Notes: (From W.W. Norton)
- Christopher Columbus left Palos, Spain, on August 6, 1492 and sighted the shores of the Bahamian island that he and his crew named San Salvador at two in the morning of October 12. There, he seized seven Taino Indians and took them to Spain, where he renamed them and baptized them as Christians. When Columbus returned to the Americas in November 1493, Diego Colón, one of the Taino Indians, spoke of the “marvels” he had seen in Europe. Four others died during the voyage.
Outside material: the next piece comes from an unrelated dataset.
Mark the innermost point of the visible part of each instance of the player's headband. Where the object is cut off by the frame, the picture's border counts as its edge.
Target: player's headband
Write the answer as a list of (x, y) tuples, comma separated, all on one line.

Later, other Europeans arrived to colonize the Americas, so that the fortresses, churches, horses, and new foods about which Colón spoke soon became part of the landscape.
- European colonists brought textiles, tools, and institutions of the church and state, such as slavery, to the Americas.
- Native American literatures originated in oral performance, which were offered to audiences as dramatic events in time and language for the ear.
- More than any European nation, Spain aggressively colonized the Americas.
Columbus’s letter to the court of Luis de Santagel, narrating his voyage to the “West Indies,” became a means to stir individual imaginations and national ambitions in Europe, but “early American writing” by Native Americans and European colonists served numerous other purposes. - Although English later became a useful lingua franca for the thirteen British colonies and the literary medium of choice, other languages remained actively in use for both mundane and expressive purposes.
- Texts that documented the cross-cultural relations of European colonists and Native Americans were prolific.